The land deal is a blow to the Sioux and other protesters who claim the pipeline would damage ancient burial sites and pose an environmental risk to the tribe's water supply. Federal oil pipeline regulators do not have authority over private land and cannot block construction on it.

North Dakota's Forum News Service was first reported the sale on Friday.

Dakota Access is controlled by Energy Transfer Partners LP, which did not immediately respond to requests for comment.

When fully connected to existing lines, the 1,100-mile (1,770 km) Dakota Access pipeline would be the first to carry crude oil from the Bakken shale, a vast oil formation in North Dakota, Montana and parts of Canada, directly to the U.S. Gulf.

According to a deed filed with officials in Morton County, North Dakota, David and Brenda Meyer sold 20 parcels of land totaling more than 6,000 acres to Dakota Access LLC this week. The price was not disclosed, Forum said.

The land includes a plot along the pipeline route where protesters and the company have clashed in recent weeks. Protesters claim the land contains burial grounds.

The Meyers had already signed easements for the pipeline. The sale gives Dakota Access effective control of one of the more controversial parts of the route.
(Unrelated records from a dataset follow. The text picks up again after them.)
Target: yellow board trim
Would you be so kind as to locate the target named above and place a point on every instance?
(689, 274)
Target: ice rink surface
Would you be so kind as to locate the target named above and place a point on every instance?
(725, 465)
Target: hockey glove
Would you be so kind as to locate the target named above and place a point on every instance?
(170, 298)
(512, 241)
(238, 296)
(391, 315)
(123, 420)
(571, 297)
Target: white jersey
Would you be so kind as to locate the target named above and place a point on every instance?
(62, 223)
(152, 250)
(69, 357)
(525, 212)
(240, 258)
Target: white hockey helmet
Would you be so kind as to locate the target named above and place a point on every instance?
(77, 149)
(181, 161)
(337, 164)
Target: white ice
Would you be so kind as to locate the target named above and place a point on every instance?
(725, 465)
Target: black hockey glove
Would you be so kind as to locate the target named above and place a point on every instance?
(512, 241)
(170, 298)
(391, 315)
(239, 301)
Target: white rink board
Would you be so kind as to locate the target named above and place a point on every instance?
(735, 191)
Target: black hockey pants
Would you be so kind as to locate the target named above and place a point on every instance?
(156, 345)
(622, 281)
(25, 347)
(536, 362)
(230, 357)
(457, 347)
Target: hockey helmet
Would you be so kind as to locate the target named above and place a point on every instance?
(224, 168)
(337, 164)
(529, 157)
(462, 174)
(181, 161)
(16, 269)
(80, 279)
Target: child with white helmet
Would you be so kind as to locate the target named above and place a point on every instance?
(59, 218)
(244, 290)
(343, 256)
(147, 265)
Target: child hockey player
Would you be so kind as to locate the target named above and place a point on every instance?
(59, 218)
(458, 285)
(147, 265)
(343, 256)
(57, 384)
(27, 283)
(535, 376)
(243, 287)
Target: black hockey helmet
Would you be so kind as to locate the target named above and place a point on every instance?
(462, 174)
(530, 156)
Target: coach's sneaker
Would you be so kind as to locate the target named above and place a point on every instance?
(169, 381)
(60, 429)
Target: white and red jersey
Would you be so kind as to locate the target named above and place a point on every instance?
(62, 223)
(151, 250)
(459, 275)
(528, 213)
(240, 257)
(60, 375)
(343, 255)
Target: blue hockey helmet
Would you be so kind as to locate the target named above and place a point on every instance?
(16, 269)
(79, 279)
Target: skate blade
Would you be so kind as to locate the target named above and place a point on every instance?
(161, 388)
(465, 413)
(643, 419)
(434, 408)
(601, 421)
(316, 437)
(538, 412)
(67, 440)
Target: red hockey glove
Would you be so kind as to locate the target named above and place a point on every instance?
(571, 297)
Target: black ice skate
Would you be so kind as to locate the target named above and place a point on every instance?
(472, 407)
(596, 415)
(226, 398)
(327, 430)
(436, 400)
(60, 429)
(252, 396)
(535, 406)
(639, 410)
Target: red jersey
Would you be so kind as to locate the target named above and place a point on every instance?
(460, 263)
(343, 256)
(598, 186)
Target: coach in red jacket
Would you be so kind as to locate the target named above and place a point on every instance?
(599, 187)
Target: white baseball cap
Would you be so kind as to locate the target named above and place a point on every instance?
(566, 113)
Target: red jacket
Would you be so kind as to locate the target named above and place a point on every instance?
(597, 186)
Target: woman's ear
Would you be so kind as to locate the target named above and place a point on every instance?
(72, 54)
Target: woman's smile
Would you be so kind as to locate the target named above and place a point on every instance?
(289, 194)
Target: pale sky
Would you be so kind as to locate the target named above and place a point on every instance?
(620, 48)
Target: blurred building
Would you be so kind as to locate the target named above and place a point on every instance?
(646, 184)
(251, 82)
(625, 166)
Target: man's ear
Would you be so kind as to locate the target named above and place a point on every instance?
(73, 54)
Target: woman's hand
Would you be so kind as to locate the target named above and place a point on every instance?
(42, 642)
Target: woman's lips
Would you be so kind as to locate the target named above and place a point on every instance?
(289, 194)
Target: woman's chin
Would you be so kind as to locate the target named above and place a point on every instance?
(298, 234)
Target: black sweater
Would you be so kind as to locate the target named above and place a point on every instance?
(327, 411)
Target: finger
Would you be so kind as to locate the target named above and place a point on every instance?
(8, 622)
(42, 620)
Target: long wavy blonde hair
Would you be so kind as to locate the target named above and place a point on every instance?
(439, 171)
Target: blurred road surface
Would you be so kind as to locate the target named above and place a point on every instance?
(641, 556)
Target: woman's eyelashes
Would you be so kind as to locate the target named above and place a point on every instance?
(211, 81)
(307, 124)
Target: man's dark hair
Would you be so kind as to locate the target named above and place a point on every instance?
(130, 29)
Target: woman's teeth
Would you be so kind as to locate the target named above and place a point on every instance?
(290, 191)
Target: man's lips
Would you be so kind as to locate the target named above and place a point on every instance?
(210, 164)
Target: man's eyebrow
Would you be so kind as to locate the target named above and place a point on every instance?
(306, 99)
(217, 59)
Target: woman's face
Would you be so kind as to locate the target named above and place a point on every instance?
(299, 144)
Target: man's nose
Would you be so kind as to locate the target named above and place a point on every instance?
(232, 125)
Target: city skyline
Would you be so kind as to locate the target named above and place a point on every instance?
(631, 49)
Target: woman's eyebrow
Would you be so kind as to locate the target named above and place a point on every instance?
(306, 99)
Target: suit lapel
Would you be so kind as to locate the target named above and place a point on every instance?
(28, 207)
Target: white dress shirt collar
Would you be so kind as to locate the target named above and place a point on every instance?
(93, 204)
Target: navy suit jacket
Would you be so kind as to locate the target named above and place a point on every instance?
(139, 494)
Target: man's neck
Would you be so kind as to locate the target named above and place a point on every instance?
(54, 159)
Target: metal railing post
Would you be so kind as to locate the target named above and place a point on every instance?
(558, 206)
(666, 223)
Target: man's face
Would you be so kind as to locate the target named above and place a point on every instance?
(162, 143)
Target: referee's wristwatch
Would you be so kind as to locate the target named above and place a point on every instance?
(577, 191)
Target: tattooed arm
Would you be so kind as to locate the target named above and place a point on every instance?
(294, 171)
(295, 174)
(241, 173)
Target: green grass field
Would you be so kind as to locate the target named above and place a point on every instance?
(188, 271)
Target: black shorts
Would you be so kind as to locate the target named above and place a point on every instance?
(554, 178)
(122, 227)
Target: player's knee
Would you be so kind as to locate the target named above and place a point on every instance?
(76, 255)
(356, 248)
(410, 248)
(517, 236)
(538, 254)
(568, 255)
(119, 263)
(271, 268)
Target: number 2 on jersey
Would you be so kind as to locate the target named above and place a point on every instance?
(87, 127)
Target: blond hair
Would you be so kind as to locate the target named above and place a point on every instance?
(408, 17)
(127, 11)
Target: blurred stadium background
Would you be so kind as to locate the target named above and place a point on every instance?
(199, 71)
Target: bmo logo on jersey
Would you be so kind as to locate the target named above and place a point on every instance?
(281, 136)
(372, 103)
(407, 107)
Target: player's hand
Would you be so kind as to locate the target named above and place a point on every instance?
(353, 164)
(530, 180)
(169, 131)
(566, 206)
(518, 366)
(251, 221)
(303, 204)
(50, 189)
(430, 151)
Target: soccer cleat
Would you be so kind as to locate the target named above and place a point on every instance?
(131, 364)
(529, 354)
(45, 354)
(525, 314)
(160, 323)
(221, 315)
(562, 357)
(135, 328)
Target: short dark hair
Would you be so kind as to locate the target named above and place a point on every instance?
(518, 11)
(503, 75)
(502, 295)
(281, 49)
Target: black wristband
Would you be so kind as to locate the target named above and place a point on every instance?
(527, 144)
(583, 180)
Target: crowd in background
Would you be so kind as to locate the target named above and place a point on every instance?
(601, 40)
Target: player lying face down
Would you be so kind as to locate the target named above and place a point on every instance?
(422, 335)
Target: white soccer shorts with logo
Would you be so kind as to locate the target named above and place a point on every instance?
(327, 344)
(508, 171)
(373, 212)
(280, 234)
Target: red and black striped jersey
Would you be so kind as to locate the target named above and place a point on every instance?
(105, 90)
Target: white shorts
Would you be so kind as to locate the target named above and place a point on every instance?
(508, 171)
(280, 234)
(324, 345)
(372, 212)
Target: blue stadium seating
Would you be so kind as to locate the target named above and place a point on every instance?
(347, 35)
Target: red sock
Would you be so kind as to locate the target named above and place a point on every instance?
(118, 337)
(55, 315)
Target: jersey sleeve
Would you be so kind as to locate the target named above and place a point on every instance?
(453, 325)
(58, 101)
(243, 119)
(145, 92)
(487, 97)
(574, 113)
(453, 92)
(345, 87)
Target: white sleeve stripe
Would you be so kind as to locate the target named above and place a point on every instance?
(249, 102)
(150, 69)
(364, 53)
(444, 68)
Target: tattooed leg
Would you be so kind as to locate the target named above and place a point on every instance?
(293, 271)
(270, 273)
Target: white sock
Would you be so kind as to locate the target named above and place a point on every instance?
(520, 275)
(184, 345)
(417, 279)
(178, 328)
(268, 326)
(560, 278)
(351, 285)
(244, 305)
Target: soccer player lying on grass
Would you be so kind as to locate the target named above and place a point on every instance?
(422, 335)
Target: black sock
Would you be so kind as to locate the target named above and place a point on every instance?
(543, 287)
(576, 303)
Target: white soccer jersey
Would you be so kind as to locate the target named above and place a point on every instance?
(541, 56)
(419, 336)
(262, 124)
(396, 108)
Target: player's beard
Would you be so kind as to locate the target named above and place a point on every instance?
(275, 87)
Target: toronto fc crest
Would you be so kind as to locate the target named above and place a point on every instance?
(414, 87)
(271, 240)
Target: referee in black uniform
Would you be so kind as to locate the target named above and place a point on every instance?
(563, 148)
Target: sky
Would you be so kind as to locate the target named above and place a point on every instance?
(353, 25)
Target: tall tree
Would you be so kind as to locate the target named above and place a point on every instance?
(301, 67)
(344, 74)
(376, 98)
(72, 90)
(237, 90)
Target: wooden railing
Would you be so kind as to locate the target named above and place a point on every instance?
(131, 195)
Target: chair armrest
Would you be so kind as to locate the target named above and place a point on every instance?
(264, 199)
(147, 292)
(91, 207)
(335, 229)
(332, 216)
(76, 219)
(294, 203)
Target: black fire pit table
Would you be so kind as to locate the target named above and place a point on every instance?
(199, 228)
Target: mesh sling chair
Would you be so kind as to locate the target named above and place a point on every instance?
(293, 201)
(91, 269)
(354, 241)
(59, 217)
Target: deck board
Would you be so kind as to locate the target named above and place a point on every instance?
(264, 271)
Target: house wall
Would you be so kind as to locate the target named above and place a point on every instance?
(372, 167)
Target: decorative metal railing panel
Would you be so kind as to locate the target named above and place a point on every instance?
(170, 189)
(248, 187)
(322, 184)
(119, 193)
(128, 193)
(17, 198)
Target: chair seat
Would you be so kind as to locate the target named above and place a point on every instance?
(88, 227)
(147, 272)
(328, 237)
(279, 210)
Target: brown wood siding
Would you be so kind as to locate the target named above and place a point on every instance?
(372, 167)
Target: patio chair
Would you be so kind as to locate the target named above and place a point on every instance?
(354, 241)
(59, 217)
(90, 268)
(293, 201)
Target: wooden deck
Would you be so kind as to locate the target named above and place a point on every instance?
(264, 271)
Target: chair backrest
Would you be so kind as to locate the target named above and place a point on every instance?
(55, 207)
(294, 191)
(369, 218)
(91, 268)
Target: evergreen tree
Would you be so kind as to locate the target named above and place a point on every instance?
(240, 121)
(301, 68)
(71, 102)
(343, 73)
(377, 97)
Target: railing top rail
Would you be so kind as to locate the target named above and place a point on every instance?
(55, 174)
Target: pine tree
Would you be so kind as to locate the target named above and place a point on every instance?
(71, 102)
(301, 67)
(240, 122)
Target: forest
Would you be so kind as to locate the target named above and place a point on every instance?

The Meyers had paid the federal government for cattle grazing rights on a plot of land currently occupied by the Sioux and other pipeline protesters, Forum said.

The U.S. Justice Department and other federal agencies intervened to delay construction on the pipeline earlier this month in what industry and labor representatives called an "unprecedented" move after a judge blocked a lawsuit from the Sioux to halt the project.